For Muslims, fasting during Ramadan is an obligatory worship, like the five prayers.
Many people think fasting is simply not eating food, but keeping a fast is much more than that. Fasting is abstaining from eating, drinking, sexual relations, and doing actions and things that are Islamically forbidden (stealing or cheating, for example).
Why do Muslims fast during Ramadan?
Fasting during Ramadan is, as stated above, a mandatory worship made obligatory by Allah. Thus, a Muslim’s first and foremost intention when fasting is to please and to worship Allah.

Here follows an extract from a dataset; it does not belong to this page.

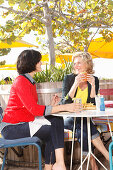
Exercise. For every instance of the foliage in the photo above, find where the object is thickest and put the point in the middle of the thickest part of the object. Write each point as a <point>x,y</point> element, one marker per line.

All Muslims keep fasts in Ramadan, with the exception of those too young, those too weak physically and mentally, and those who are very sick. Fasting is not an obligation if it can have a harmful effect on your physical or mental health.
The Last Ten Days
The last ten days of Ramadan are very blessed, as the Night of Power, referred to as Laylat Al-Qadr is in these last ten days.
On the Night of Power, the first ayat (verses) of the Qur’an were revealed to Prophet Muhammad, peace and blessing be upon him, which is why this night is so blessed and important. People do not know exactly when the Night of Power is, but they know that it is in the last ten days of Ramadan.
Eid Al-Fitr is the day marks the end of Ramadan and the first day of the Shawwal, the month after Ramadan. On this day, Muslims do not fast and instead celebrate the conclusion of the sacred month.